California Dreamin’
Liz Craft · Chris Finley · Pentti Monkkanen
This exhibition features paintings and sculptures by three emerging Los Angeles artists.
Los Angeles-based writer, curator and critic Michael Darling wrote the essay in the accompanying gallery guide.
The three artists in this exhibition are among many from the West Coast School who are garnering critical and commercial support for their work. In the face of globalization and its concomitant homogenization, authentic, regional idiosyncrasies have become recognized. One of the defining characteristics of Los Angeles art in particular is its insistent playfulness and reliance on humor to jumpstart aesthetic discourse.
Each of these three artists reach back to the more innocent time of childhood and adolescence, when play was an integral, if unrecognizable, mode of development and acculturation, to find models of perceptual and even moral learning.

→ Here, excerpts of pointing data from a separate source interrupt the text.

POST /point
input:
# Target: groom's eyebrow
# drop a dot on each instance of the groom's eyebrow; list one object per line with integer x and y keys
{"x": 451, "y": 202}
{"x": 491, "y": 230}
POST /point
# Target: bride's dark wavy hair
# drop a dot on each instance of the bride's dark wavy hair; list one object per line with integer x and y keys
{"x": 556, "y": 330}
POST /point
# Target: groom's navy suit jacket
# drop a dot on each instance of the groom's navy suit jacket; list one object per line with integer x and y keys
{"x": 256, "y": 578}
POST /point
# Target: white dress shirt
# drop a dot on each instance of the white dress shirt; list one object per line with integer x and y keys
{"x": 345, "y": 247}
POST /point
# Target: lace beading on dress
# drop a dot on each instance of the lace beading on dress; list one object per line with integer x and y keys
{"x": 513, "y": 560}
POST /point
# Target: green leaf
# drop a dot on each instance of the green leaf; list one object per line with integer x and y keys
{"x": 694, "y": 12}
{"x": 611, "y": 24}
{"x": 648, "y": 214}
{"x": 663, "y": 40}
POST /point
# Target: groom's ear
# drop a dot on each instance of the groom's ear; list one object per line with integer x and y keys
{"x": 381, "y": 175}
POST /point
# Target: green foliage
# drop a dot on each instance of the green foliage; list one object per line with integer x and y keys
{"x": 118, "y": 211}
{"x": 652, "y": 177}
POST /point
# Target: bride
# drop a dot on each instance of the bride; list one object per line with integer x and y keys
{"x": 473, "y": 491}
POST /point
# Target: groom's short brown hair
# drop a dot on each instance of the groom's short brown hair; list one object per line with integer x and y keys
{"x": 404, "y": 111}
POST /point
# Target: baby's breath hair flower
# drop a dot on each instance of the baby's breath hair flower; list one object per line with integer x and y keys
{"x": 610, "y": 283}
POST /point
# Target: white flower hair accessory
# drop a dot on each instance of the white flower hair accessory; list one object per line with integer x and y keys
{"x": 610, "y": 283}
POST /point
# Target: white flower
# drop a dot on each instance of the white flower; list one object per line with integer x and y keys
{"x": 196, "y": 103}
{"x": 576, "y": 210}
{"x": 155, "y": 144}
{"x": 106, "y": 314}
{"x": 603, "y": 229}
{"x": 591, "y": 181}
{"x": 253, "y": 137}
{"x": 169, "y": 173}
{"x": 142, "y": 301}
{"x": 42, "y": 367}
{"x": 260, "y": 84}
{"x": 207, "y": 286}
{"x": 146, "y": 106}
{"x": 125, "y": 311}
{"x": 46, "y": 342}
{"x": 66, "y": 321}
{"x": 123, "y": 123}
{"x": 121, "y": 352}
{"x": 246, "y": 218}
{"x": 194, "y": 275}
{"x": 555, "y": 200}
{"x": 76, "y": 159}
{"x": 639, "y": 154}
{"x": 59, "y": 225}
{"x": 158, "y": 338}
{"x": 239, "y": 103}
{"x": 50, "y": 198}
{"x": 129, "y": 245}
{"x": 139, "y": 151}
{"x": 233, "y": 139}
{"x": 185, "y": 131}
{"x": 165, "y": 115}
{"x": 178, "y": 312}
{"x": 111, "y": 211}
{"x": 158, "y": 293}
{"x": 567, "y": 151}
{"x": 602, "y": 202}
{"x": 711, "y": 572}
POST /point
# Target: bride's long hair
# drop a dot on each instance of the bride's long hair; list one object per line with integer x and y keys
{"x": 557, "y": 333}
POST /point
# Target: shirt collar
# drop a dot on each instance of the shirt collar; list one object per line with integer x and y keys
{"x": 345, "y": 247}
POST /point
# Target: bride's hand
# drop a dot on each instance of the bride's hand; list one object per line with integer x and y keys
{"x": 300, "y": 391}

The lighthearted veneer of their works effectively disarms viewers, making them more receptive to the respective message without lessening its import. Such serious fun is a hallmark of a great deal of the art that has come from Southern California over the past forty years, and more than lives up to its increasingly desirable label: “Made in LA.”
In the work of Liz Craft, simultaneity is a crucial component in her sculptural objects - the viewer is put in a position of trying to find narrative closure in works that are constantly beginning and ending at the same time. Her concerns are environmental - how everything inhabits space, whether the interior space of a radiant mind or an apartment, or the exterior space of a garden. Craft, born in Los Angeles, holds an MFA from UCLA.
Chris Finley, who currently resides in Petaluma, California, received a BFA from Art Center College of Design in Pasadena. Finley has been exploring the expansive visual parameters of electronic cyberspace, chronicling the new territory almost simultaneously as it opens up. A computer metaphor, whereby files are clicked open to reveal further files within, which in turn contain still more information, guides his thinking, and bodies of work evolve like software updates.
A transplant from Minnesota, Pentti Monkkonen, with a BA from UCLA, lives and works in Los Angeles. Monkkonen has fashioned motorized sculptures that, while initially appearing whimsical, soon impart narratives regarding time and perception. And his See Saw preys on our hard-wired recognition of and longing for good clean fun, while suggesting that split second between active and archived vision.